I’ve thought the opposite of having multiple tablegen tools, but have one tablegen invocation perform all of the generators at once and in parallel. There’s a lot of time spent in common building target information paths, only some of which gets used depending in the output type.

Also there’s probably low hanging fruit to speed up GlobalISelEmitter. I’ve never looked at the profile for it.

Also there’s probably low hanging fruit to speed up GlobalISelEmitter. I’ve never looked at the profile for it.

The problem here is that GlobalISelEmitter.cpp is slow to compile, not that llvm-tblgen -gen-global-isel is slow to run.

According to the graph GlobalISelEmitter.cpp is on the critical path. Having two or more llvm-foo-tblgen executables should add some parallelism.

An easy solution might be splitting GlobalISelEmitter.cpp

If we add more tablegen-* binaries, do we also need to increase the default number of parallel link jobs? Will adding more binaries make the build slower on systems with fewer cores?

That is another challenge with the LLVM build system. Do you tune for 1 or 96 cores?

1 Like

Thank you everyone who gave me comments.

In 2021, I took an option to plugin-ize tblgen, since I wanted to avoid intrusive changes in the tree. Then I didn’t think I could add other tblgen executables.
As I read comments, I think it would be yet another option to add specific tblgen(s), if it would be acceptable.

Although decoupling GISelEmitter would be effective, I think introducing “CodeGen’s tblgen” would be better. I will work if I have my time.

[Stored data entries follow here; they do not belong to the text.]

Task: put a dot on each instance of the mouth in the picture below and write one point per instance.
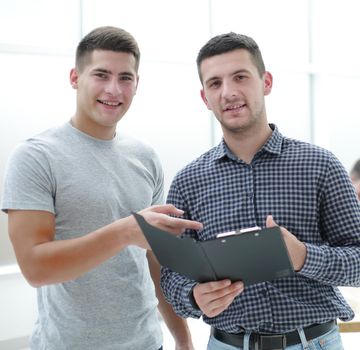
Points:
(110, 103)
(236, 107)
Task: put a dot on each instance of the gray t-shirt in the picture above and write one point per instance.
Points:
(88, 183)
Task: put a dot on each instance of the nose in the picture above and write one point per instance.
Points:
(113, 87)
(229, 90)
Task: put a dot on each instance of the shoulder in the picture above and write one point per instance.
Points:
(305, 150)
(199, 167)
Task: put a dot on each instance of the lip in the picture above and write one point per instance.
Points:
(234, 107)
(109, 103)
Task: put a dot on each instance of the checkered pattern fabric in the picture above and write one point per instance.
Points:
(307, 191)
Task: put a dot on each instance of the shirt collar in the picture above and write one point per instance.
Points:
(272, 145)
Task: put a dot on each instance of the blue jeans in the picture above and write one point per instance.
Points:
(328, 341)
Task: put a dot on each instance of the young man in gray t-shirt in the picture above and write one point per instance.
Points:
(69, 193)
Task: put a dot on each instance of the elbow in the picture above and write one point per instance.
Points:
(35, 278)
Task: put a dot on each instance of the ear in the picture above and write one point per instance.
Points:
(202, 93)
(268, 80)
(74, 76)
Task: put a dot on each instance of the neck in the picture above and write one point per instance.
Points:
(245, 143)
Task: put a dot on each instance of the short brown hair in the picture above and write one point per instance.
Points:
(229, 42)
(106, 38)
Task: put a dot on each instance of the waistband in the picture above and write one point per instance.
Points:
(268, 341)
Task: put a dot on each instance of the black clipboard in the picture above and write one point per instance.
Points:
(253, 257)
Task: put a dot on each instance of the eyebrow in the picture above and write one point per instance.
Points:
(234, 73)
(102, 70)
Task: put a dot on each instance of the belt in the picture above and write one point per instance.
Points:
(266, 341)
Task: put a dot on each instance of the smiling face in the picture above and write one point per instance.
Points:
(234, 91)
(105, 89)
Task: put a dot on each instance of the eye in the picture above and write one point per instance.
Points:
(101, 75)
(214, 84)
(126, 78)
(240, 77)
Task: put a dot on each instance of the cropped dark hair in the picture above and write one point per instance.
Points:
(106, 38)
(229, 42)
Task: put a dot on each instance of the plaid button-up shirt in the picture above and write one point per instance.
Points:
(307, 191)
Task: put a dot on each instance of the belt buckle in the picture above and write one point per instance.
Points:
(272, 342)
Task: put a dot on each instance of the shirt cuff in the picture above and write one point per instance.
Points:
(189, 302)
(313, 262)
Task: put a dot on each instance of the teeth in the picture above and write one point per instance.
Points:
(234, 107)
(110, 103)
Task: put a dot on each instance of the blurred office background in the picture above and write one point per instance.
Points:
(310, 46)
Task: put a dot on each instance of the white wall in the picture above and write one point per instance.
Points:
(309, 46)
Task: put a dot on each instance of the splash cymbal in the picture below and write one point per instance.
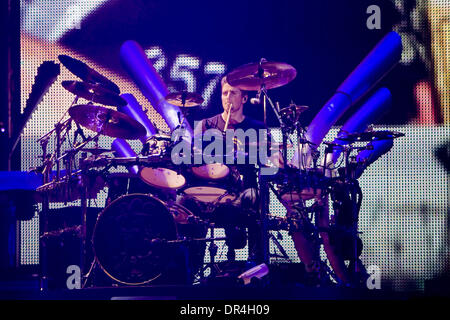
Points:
(107, 121)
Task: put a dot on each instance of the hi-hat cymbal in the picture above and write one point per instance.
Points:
(253, 76)
(87, 74)
(369, 136)
(184, 99)
(96, 151)
(107, 121)
(94, 92)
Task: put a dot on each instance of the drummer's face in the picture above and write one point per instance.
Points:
(232, 96)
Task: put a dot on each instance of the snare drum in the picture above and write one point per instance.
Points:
(131, 239)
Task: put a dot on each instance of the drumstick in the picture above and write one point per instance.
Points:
(228, 118)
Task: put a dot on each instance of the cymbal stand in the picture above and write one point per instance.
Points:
(355, 195)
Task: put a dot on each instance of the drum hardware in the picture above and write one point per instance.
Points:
(184, 99)
(94, 93)
(368, 136)
(87, 74)
(107, 121)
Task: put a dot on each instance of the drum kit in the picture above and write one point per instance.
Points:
(137, 235)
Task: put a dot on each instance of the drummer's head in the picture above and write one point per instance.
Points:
(232, 96)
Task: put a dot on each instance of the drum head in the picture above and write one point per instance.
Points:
(129, 236)
(162, 178)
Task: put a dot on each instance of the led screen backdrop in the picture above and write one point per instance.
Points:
(404, 216)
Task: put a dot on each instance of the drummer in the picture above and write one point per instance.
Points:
(233, 117)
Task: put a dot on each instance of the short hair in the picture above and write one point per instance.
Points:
(224, 80)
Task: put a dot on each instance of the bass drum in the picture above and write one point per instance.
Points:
(130, 240)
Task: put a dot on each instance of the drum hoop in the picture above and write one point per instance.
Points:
(95, 228)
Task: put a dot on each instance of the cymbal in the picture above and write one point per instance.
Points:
(107, 121)
(184, 99)
(94, 92)
(85, 73)
(253, 76)
(369, 136)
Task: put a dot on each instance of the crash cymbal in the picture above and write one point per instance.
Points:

@jrtc27 I have looked around llvm-tblgen and MVT.
I expected CodeGen stuff could be split out easily, but I knew also intrinsics_gen depends on MVT.
Could we use ValueTypes.td directly from other td(s) to avoid using MachineValueType.h, at least for IntrinsicsEmitter?
I guess it would not be easy to rewrite all emitters since we would have to rewrite many emitters.
For now, I suspend considering ValueTypes.td.

@tschuett @nhaehnle Let me know why you don’t prefer plugin.
(As I said before, it should be an option)

@tstellar tblgen executables would be expected smaller.
With a few libraries to link each tblgen executable.
If we would build plugins, each plugin module would be a few object files with a few dynamic libraries.
I think it would not be a problem unless we would try linking hundred of tblgen(s).